For the past few weeks I’ve disappeared from my virtual worlds–blogs, RSS, Facebook, twitter, FriendFeed–as I’ve been immersed in Employee Learning Week–which turned into weeks.
This year I had an ambitious goal at PLCMC. To celebrate Employee Learning Week I wanted to start with the basics of learning…learning styles. In my email to staff announcing ELW I included a link to a survey I created which would administer Kolb’s Learning Styles Inventory.
Over 200 staff completed the survey–about a third of our employees, and even though I had macros and mail merges set up to make tabulating the results easy it still took a while to create individual reports for each of the 211 employees who completed the survey.
Here is a copy of the email I sent out wrapping up the survey.

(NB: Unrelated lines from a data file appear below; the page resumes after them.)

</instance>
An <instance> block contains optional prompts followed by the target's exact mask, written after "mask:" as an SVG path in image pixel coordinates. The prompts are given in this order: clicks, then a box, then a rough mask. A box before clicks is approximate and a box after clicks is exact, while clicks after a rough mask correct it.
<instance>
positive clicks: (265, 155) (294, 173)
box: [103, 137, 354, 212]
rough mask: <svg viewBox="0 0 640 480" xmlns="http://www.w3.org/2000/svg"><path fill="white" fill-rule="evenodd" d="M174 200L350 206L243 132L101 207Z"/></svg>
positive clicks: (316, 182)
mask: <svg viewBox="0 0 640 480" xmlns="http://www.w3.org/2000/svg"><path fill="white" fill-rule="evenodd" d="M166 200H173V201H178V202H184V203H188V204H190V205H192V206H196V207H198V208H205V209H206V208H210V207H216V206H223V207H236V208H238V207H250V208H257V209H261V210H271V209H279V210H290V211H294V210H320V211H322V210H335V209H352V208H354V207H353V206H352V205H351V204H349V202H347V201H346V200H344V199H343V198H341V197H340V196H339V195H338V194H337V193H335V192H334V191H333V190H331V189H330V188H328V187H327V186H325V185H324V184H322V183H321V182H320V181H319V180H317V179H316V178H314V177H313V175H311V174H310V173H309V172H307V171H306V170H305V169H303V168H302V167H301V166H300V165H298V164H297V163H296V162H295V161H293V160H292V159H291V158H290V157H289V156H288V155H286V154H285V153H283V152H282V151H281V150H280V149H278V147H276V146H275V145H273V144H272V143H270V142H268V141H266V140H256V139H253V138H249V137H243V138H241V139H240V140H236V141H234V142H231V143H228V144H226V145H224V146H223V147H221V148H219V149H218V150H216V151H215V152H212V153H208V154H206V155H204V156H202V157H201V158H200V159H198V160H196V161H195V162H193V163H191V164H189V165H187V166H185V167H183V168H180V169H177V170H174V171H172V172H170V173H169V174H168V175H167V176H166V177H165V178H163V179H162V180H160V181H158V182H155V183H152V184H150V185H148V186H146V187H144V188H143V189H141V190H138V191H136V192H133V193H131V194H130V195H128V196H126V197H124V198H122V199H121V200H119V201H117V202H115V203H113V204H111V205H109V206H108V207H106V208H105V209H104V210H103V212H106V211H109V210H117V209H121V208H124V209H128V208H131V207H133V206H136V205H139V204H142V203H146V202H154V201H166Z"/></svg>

As part of Employee Learning Week, over 200 PLCMC staff completed a Learning Styles Inventory.
The results are in!
When you look at the dominant learning style for those who took the survey:
35% have a dominant learning style of Applier (Finding the practical application of ideas.)
29% have a dominant learning style of Actor (Action and getting things done.
27% have a dominant learning style of Thinker (Creating concepts and models.)
9% have a dominant learning style of Innovator (Offering ideas, alternatives and examples.)
This breakdown is illustrated in the following pie chart:
The bigger picture – we’re fairly balanced at PLCMC.
Although our indivudual learning styles vary, when you look at PLCMC as a whole, our preferences for learning are very balanced. Many staff were dominant in several areas and one person was completely balanced with 25% in each quadrant. If you total all of the submissions and plot the results as one unit, our overall learning style looks like this:
What can I do with this information?
As individuals, we each have our own unique learning styles and preferences. Each of the people you work with has a unique learning style as well. When we combine that diversity among our employees great things can happen. The key is to remember that not everyone learns the same way. Simply by being aware of our similarities and differences, we can make an effort to reach out to those who are different from ourselves.